2.2. Assessment of Subglottic Stenosis using ETT-sizing

2.2.1. ETT-sizing Procedure

All rabbits were administered with general anesthesia and their larynx was assessed using a laryngoscope to anesthetize the vocal folds. The airway size of subglottic region was then determined using ETT-sizing endoscopically by an ENT surgeon. ETT with the smallest diameter that permitted an air leak at 20 cm H20 was accepted as the airway size of the subglottic lumen. This procedure was performed at each of the 3 different timepoints to determine the airway cross-sectional area (CSA) from the outer diameter (OD) of the ETT as shown in Figure 1.

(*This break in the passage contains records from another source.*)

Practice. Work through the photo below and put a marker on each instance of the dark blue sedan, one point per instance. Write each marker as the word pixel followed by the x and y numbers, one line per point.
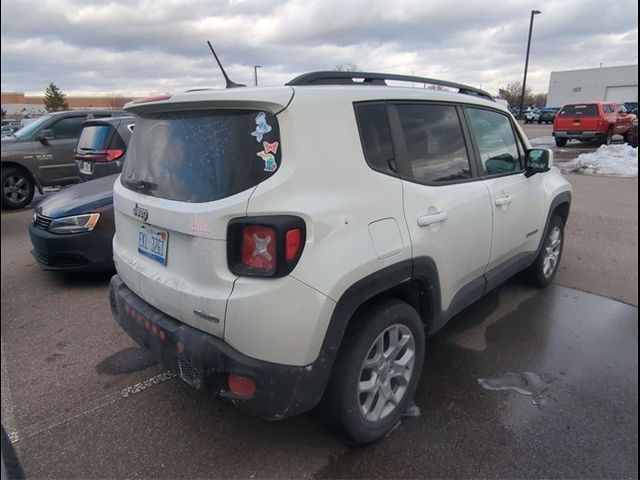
pixel 72 229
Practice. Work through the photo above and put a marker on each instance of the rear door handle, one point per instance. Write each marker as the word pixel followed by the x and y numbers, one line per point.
pixel 426 220
pixel 504 200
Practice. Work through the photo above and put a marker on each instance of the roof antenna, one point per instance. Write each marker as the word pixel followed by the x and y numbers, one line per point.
pixel 230 83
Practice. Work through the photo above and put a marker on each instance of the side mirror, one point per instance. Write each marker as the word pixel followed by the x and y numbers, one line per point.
pixel 539 160
pixel 45 135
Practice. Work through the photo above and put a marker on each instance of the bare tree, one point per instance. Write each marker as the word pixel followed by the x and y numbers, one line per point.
pixel 117 101
pixel 346 67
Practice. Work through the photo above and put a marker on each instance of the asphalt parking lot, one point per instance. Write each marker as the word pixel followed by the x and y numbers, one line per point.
pixel 524 383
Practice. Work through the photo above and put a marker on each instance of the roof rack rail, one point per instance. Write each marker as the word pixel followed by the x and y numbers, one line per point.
pixel 368 78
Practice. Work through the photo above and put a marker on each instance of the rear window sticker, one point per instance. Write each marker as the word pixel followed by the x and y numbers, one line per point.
pixel 262 127
pixel 270 164
pixel 270 147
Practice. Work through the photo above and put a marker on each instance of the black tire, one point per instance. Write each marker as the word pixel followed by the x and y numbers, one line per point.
pixel 17 188
pixel 537 275
pixel 342 400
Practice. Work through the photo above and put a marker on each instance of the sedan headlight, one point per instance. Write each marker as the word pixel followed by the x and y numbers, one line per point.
pixel 75 224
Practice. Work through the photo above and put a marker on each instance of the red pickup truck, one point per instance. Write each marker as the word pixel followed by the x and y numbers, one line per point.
pixel 591 121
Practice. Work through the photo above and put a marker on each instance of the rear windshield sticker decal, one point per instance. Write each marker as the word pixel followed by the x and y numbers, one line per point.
pixel 200 225
pixel 270 147
pixel 270 164
pixel 262 126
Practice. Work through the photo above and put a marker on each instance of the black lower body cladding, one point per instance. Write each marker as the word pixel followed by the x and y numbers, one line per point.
pixel 281 390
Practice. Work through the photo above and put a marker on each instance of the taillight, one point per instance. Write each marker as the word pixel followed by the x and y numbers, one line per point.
pixel 259 248
pixel 266 246
pixel 101 155
pixel 293 238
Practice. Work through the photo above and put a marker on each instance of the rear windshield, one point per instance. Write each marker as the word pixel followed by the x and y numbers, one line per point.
pixel 99 137
pixel 201 156
pixel 588 110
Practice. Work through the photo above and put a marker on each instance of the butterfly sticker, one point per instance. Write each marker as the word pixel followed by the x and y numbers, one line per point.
pixel 270 147
pixel 270 164
pixel 262 127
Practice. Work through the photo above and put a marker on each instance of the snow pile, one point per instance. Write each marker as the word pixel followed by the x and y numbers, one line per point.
pixel 613 160
pixel 539 141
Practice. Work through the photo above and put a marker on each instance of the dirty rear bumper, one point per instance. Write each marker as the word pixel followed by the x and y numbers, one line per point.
pixel 281 391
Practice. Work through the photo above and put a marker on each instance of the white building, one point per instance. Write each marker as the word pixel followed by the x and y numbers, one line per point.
pixel 617 84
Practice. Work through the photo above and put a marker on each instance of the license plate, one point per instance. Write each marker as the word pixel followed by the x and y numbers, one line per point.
pixel 153 243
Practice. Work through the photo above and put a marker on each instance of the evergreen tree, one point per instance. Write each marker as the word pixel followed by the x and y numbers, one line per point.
pixel 54 99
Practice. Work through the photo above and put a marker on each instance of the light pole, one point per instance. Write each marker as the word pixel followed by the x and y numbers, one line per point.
pixel 255 74
pixel 526 62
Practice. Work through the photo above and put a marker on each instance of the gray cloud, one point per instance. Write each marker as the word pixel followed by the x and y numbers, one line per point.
pixel 159 46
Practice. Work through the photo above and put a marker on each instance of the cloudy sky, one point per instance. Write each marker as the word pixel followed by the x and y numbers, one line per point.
pixel 147 47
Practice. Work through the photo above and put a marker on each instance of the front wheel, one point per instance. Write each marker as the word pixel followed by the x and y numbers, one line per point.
pixel 543 270
pixel 17 188
pixel 377 370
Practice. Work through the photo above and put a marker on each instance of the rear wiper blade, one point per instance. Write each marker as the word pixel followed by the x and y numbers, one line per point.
pixel 141 185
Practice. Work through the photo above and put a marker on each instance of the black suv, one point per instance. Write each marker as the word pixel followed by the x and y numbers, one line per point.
pixel 102 146
pixel 41 154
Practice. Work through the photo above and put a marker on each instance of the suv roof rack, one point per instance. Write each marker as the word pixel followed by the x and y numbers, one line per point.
pixel 368 78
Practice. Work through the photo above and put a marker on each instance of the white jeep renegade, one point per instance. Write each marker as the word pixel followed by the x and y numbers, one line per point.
pixel 283 246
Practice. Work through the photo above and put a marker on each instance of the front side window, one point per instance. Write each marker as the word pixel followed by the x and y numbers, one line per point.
pixel 69 127
pixel 436 150
pixel 499 148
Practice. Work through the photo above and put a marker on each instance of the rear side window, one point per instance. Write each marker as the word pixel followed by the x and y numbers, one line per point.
pixel 69 127
pixel 499 148
pixel 98 137
pixel 202 156
pixel 587 110
pixel 375 135
pixel 435 144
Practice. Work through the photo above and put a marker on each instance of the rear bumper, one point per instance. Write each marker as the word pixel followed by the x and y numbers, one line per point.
pixel 578 135
pixel 281 390
pixel 81 252
pixel 99 169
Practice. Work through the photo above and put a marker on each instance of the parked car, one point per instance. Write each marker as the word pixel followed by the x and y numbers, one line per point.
pixel 102 146
pixel 72 230
pixel 531 115
pixel 591 121
pixel 631 107
pixel 548 114
pixel 382 225
pixel 41 155
pixel 632 136
pixel 9 129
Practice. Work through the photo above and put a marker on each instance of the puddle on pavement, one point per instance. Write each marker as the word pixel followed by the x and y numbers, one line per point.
pixel 128 360
pixel 525 383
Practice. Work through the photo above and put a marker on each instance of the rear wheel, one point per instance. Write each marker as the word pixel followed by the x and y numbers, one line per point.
pixel 17 188
pixel 542 272
pixel 377 370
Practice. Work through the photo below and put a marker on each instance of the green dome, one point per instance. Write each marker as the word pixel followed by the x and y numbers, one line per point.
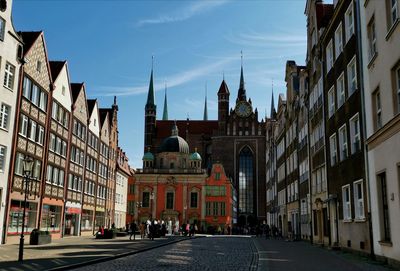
pixel 195 156
pixel 148 156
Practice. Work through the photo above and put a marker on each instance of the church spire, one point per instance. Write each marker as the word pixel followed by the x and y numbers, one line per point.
pixel 205 115
pixel 273 111
pixel 242 90
pixel 150 94
pixel 165 113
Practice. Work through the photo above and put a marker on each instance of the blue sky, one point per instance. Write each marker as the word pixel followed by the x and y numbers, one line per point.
pixel 109 45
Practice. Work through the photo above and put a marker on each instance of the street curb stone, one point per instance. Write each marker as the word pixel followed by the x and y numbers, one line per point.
pixel 113 257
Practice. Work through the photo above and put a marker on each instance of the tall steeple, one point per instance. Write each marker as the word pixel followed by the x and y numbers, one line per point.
pixel 150 94
pixel 150 115
pixel 205 115
pixel 242 90
pixel 165 113
pixel 273 111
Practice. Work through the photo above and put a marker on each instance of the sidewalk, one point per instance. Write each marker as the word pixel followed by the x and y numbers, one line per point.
pixel 61 254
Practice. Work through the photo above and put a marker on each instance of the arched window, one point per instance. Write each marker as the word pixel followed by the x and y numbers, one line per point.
pixel 246 181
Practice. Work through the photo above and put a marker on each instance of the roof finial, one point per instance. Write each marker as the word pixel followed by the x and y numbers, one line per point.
pixel 165 112
pixel 205 115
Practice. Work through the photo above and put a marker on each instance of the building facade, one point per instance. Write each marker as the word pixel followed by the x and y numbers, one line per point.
pixel 121 190
pixel 236 140
pixel 381 71
pixel 11 59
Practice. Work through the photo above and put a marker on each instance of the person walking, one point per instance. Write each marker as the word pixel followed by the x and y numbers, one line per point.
pixel 133 229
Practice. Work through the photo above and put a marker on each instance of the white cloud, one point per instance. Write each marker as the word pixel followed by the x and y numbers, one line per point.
pixel 183 13
pixel 279 40
pixel 173 80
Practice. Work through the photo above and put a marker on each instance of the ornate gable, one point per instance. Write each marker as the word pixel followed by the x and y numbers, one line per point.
pixel 37 65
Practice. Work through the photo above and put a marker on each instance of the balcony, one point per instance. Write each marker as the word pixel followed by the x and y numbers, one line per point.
pixel 171 171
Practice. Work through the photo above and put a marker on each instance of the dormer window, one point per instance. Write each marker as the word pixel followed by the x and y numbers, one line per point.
pixel 39 66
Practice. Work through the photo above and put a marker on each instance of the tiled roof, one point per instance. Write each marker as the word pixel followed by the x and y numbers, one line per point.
pixel 76 89
pixel 103 115
pixel 194 127
pixel 55 68
pixel 29 39
pixel 324 14
pixel 91 103
pixel 223 88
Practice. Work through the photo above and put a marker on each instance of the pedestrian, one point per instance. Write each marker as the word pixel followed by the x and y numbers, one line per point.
pixel 133 229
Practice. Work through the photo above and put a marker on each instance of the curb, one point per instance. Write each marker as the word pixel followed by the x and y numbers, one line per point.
pixel 113 257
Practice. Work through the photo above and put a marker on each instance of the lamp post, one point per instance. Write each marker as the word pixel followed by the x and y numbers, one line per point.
pixel 27 170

2.2.2. Induction of subglottic stenosis

Subglottic stenosis was artificially induced by cauterization of 75% of the circumference of the posterior subglottic region followed by 4-hour intubation carried out using a 3.5 mm ETT.31 Intubation of the rabbits after cauterization was performed to prevent acute airway collapse at sub-glottis and to exacerbate development of stenoses.

2.2.3. Balloon dilation to treat subglottic stenosis

Balloon dilation procedure was performed to treat SGS. This procedure involved inserting a balloon with 8 mm in diameter into the site of stenosis and inflating it for 30 seconds with a pressure of 17 atmospheres.

2.3. Non-invasive Assessment of Subglottic Stenosis using MRI

2.3.1. MRI Acquisition

MR images from the rabbits at all three timepoints were acquired on a preclinical 1.5T neonatal-sized scanner, originally an orthopedic scanner hardware (ONI Medical Systems, Wilmington, MA) modified to work on GE healthcare software.32,33 A three-dimensional radial UTE MRI sequence adapted for neonatal subjects was acquired.15,22 The scanning parameters used were: 3D resolution (x, y, z = 0.7031 mm), repetition time = ~5 ms, echo time = ~215 μs, flip angle = 5°, field of view = 180 mm, matrix size = 256 × 256 × 256, number of radial projections = ~130,000 and total scan time = ~12 minutes.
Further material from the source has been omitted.